The terms of this article raised a number of questions of interpretation, particularly with respect to the scope of the word “concession” and the phrase “public utilities undertaking”. The Reparation Commission entered into an agreement with the German Government to submit this and other questions raised in applying the article to the arbitration of Frederik Beichmann, president of the Court of Appeal, Trondhjem, Norway. The award of September 3, 1924 was accepted by the Reparation Commission which on June 31, 1925 concluded with Germany a protocol for the application of article 260.

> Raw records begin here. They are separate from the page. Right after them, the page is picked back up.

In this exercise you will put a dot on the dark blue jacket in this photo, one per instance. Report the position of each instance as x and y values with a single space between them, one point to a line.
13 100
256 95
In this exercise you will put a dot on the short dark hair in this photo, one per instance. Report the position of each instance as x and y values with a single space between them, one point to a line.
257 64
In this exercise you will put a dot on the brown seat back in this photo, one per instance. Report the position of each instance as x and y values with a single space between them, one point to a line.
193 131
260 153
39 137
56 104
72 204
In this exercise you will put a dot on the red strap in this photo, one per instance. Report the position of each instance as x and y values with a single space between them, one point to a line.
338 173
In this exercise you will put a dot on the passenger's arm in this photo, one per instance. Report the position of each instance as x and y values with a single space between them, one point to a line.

The award of September 3, 1924 gave careful definitions of the terms:
“Public utility undertaking” comprises railroads of general and local interest, including tramways, and canals if they are subject to use by the general public, enterprises for the distribution of water, gas or electric current if they supply an area not too limited, or the general public; and does not comprise mining enterprises, such as those for coal, iron or copper, and those for extraction of petroleum or analogous substances, and the private schools in the Near East.
“Concession” embraces grants (octrois) of the right of exploiting mines or deposits … on condition that, according to the legislation of the country, the grant has been made by the state, or by an authority which is dependent upon a special act, and in virtue of a power discretionary in principle.
The award distinguished between enterprises which include exploitations independent of the concession and are not public utilities, these elements being separable or inseparable. Both words comprise movable and immovable property.
Certain Austrian, Hungarian, Russian, Turkish, and Polish securities were sold by the commission and the proceeds included in the annuities of the Experts’ (Dawes) Plan. A list of Danzig, Austrian, Hungarian, Russian, and Slesvig securities, held by the Reparation Commission, was returned to Germany. A further agreement of September 16, 1926 restored to Germany small amounts of company shares and other securities in ruble values and various contracts and concessions relating to African and Pacific areas in application of article 123.
The list of securities transferred by Germany is given in Report on the Work of the Reparation Commission from 1920 to 1922, p. 191. Altogether 9,281,133 gold marks was realized on securities under this article.
The provisions of the article, the Reparation Commission decided, were applicable only to rights and interests situated in ceded, reincorporated or mandated territory which the competent government did not liquidate under the provisions of article 297. Such liquidations gave rise to no credit on the reparation account.
Note to IX, 261
The claims of Germany against Austria, Bulgaria, and Hungary referred to in this article and the debts of Germany referred to in [Page 544]articles 213 of the Austrian treaty, 196 of the Hungarian treaty, and 145 of the Bulgarian treaty were “finally canceled” by annex II, 2 (ii), of the agreement of January 20, 1930.
Note to IX, 262
See part VIII, annex II, paragraph 12 (c).
Germany gives a guarantee to the Brazilian Government that all sums representing the sale of coffee belonging to the State of Sao Paolo in the ports of Hamburg, Bremen, Antwerp and Trieste, which were deposited with the Bank of Bleichröder at Berlin, shall be reimbursed together with interest at the rate or rates agreed upon. Germany, having prevented the transfer of the sums in question to the State of Sao Paolo at the proper time, guarantees also that the reimbursement shall be effected at the rate of exchange of the day of the deposit.
Germany gives a guarantee to the Brazilian Government that all sums representing the compulsory sale of coffee belonging to the State of Sao Paolo in the ports of Hamburg, Bremen, Antwerp and Trieste, which were deposited with the Bank of Bleichröder at Berlin, shall be reimbursed together with interest at 5 per cent. from the day of the deposit …
Note to IX, 263
The proceeds of the sale of São Paulo coffee, running from November 25, 1914 to November 30, 1920, amounted to £6,259,673 19s. 6d.